Fotos: mdlramos 0501
Ramalde rural vai aos poucos desaparecendo -o cerco aperta! Nesta zona, apenas restam dois casais de lavradores, velhotes (mas q já descobriram q. os cd-roms são óptimos para espantar pardais ;-).
Nos parágrafos dedicados ao habitat e urbanismo do site da Junta de Freguesia de Ramalde pode ler-se o seguinte: «A habitação social marca profundamente a ocupação na freguesia de Ramalde que se organiza fundamentalmente a partir da década de 60. Em contrapartida, e sem explicação, embora tenha sido Ramalde um território rural, parece não ter havido então a preocupação de criar espaços verdes. Na realidade, em toda a freguesia apenas existe uma zona de lazer e que não é pública. Trata-se do parque de campismo da cidade, ou parque da Prelada, que ocupa a quinta que pertenceu ao antigo solar dos Senhores da Prelada(...).

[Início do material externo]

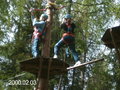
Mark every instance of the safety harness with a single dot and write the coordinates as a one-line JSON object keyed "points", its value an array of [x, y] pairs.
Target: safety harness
{"points": [[37, 34], [68, 37]]}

A par deste tipo de habitação, aparecem as áreas residenciais de luxo (...) »
Essa ausência de "preocupação de criar espaços verdes" parece continuar, assim como prossegue a urbanização desenfreada, como não poderia deixar de ser. Já não falando em grandes zonas verdes, nem sequer em médios jardins públicos, o que seria tb desejável e possível era que nas pequenas zonas ajardinadas existentes se colocassem bancos (de jardim de preferência com costas ;-) e que se ajardinassem os espaços tipo baldio que abundam nas zonas de habitação social.
Bem, mas eu só tinha vindo à janela...

25/01/2005

Tílias - Casa de Ramalde (Porto)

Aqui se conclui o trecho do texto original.